Raj Reddy – India’s only Turing Prize winner, pioneer of artificial intelligence

Raj Reddy – India’s only Turing Prize winner, pioneer of artificial intelligence
Raj Reddy, a professor of computer science and robotics at Carnegie Mellon University, is the first person of Asian descent to receive the Turing Prize, often called the Nobel Prize in computer science. He is still the only Indian to win the award.
Reddy, who comes from a farming family in Chittoor in Andhra Pradesh, is a pioneer of artificial intelligence (AI). He has been researching AI since the 1960s, when few in the world knew much about it. Reddy says AI has transformed the world over the past 10 years in a way that previously seemed like it would take at least 50 years.

“I joined the field when the subject began. I was in the right place at the right time. We now have computers that are a trillion times more powerful, memories that are a trillion times larger. Back then the first computer had only 4KB of memory and if it couldn’t fit into your program you had to recalculate. So yes, things have changed exponentially and more since 2007, when the first smartphone appeared, which allowed for extensive communication, ”he says.
Reddy, best known for his pioneering work in the field of speech technology, encourages aspiring engineering students to make computer science their subject of choice, but cautions them not to limit themselves to the subject. He was a civil engineer himself, before earning a Ph.D. in AI at Stanford University.
“Most of education in the US has this broad liberal arts focus, where you end up spending just two of your four years of engineering studying core subjects.

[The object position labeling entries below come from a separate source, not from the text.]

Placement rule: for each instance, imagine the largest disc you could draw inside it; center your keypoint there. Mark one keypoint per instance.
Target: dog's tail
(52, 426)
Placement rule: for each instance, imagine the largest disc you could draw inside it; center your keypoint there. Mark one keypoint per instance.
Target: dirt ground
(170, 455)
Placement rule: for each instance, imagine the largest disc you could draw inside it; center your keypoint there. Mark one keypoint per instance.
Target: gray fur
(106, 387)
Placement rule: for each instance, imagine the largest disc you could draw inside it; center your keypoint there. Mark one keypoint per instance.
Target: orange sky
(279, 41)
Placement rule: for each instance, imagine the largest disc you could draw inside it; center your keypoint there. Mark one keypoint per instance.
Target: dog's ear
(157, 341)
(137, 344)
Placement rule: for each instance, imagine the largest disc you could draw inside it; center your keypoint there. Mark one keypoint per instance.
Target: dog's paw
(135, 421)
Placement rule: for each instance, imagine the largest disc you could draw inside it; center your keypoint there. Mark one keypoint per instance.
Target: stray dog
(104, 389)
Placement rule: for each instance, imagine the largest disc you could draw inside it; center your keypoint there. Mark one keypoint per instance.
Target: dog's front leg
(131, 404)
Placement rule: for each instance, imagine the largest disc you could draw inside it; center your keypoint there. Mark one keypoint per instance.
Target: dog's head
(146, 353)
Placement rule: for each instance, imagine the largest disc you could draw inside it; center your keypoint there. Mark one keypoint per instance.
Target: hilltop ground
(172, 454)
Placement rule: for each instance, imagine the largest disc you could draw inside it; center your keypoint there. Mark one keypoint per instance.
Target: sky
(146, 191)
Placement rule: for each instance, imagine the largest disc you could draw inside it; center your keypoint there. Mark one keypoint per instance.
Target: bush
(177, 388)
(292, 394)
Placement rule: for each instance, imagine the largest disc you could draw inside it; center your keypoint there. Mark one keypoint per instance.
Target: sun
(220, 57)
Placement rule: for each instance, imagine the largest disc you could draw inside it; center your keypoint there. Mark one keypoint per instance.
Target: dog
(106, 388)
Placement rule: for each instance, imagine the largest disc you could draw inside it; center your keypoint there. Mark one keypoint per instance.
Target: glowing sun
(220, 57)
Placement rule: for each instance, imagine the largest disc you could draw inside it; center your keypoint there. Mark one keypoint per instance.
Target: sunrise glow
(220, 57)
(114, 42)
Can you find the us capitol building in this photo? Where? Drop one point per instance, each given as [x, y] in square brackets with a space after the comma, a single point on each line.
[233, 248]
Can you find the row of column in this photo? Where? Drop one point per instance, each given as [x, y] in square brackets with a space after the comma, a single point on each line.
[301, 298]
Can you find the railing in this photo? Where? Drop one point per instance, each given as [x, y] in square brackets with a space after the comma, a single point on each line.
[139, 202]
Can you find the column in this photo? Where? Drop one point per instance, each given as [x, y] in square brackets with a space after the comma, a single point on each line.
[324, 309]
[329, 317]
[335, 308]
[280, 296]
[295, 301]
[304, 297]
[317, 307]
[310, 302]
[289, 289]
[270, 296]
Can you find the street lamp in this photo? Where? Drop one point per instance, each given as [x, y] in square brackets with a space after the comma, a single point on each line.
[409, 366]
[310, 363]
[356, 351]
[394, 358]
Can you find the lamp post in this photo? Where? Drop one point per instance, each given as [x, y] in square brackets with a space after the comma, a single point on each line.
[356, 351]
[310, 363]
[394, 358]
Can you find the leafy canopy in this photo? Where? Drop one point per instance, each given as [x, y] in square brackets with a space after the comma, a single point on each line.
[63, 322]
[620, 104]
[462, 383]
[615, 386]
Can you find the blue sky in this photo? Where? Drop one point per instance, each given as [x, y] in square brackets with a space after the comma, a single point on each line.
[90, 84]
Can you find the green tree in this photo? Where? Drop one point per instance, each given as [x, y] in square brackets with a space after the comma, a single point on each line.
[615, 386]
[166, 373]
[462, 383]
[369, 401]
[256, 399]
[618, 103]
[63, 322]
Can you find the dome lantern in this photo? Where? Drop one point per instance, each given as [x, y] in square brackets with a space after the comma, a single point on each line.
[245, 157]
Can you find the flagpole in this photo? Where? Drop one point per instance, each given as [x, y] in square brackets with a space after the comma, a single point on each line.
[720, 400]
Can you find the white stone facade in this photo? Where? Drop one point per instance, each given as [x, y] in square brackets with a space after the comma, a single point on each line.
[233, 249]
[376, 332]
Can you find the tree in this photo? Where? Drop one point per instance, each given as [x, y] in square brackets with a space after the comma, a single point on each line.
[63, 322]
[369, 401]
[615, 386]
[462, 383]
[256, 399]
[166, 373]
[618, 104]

The rest is studying languages, history, philosophy and, during our time, we would regret all the IIT students at Carnegie who had not read or seen a Shakespeare play, ”he laughs.

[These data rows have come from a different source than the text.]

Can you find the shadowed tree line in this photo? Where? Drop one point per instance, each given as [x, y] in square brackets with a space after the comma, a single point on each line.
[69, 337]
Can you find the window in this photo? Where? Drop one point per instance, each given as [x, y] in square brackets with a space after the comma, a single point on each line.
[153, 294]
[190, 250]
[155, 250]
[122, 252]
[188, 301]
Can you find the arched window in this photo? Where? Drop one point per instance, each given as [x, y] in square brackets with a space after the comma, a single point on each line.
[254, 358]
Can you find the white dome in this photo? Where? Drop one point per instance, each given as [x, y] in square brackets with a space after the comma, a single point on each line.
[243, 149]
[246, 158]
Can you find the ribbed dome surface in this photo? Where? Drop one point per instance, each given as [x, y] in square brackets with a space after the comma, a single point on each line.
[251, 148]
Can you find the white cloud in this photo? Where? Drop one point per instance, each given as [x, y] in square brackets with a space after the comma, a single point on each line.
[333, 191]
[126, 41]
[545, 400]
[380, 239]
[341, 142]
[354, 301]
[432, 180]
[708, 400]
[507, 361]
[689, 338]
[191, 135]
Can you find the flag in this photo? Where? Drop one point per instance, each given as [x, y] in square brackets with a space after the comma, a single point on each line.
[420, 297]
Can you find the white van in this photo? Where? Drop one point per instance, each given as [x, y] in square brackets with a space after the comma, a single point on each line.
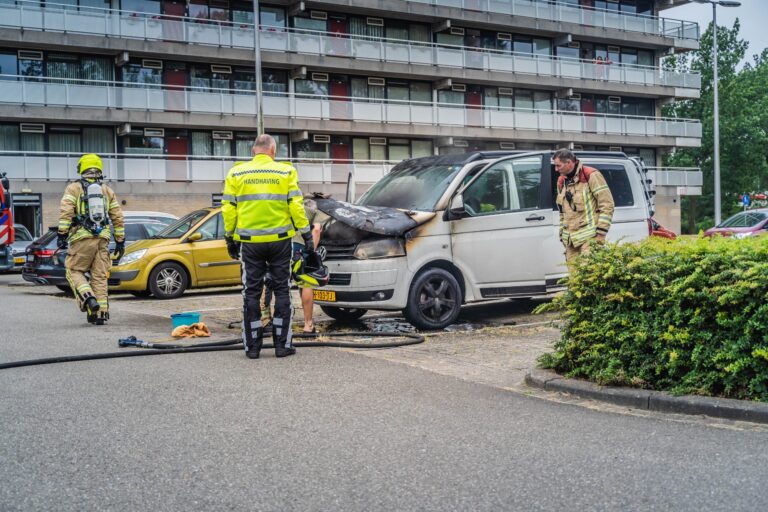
[438, 232]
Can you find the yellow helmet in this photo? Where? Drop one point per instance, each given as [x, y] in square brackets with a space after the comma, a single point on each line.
[89, 161]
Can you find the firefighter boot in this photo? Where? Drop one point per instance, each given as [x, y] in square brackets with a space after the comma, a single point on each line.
[253, 336]
[102, 318]
[91, 309]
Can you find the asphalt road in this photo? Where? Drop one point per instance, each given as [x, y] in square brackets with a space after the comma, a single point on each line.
[327, 429]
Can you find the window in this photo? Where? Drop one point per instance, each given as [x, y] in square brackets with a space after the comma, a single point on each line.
[272, 16]
[137, 143]
[509, 185]
[98, 140]
[210, 229]
[618, 183]
[8, 65]
[274, 81]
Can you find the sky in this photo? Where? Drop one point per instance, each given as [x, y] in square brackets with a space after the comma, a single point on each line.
[753, 15]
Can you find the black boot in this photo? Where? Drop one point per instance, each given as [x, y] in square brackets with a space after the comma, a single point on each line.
[281, 350]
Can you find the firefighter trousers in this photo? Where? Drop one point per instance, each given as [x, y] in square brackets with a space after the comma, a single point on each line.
[89, 255]
[256, 260]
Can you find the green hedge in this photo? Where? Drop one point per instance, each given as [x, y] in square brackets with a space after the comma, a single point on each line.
[686, 316]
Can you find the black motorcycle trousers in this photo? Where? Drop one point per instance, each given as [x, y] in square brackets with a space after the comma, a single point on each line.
[256, 260]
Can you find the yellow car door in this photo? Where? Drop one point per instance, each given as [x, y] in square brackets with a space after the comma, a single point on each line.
[213, 265]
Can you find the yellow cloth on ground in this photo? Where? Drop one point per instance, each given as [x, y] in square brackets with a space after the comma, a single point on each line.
[196, 330]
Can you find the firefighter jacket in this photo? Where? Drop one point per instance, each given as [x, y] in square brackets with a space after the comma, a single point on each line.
[585, 204]
[73, 210]
[262, 201]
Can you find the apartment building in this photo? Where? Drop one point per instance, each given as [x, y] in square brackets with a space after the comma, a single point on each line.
[165, 90]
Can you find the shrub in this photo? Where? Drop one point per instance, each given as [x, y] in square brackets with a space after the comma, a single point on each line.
[686, 316]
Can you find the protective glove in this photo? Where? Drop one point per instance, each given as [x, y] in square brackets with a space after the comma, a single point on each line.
[61, 241]
[119, 250]
[233, 248]
[309, 243]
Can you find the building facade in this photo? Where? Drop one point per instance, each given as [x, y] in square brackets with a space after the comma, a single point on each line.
[165, 90]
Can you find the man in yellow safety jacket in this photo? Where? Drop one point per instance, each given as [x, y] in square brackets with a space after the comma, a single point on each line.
[585, 203]
[263, 208]
[88, 211]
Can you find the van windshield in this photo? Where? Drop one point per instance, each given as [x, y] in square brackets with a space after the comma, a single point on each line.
[412, 186]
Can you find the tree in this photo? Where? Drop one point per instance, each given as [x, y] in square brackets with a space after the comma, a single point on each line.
[743, 124]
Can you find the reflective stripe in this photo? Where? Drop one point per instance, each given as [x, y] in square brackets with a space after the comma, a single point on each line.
[260, 232]
[261, 197]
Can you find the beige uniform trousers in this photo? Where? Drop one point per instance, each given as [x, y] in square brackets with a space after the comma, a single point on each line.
[89, 255]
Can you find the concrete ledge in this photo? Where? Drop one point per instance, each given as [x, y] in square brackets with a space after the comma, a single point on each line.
[727, 408]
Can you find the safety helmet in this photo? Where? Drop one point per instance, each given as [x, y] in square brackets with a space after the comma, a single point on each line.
[89, 161]
[308, 270]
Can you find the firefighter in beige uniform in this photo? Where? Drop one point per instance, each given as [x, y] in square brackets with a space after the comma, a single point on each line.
[86, 212]
[585, 203]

Reddy says India’s engineering curriculum should be similarly shortened to two years, and students should be asked to take 20 different courses of 20 subjects for the other two. And students, he says, must demonstrate excellence even in these other subjects, and not study them just to earn a passing grade.
AI, says Reddy, has had the most surprising impact on speech recognition and natural language processing, facilitating machine translation of different languages. “You speak Telugu and I speak Gujarati and we both understand each other because the phone is translating it and transmitting the Telugu translation to me instantly. While there is still a while, Google and Microsoft have already demonstrated the concept in many languages, ”he says.
Reddy says that talking to computers and giving the computer the ability to understand and process was something that couldn’t be done even 10 years ago. “Now it is possible through deep learning. While it is possible in English, think of a situation where an Indian can speak to the computer in his mother tongue and the computer can respond to him. Then all of a sudden you are empowering a lot of semi-literate people by expanding their knowledge base, ”he says.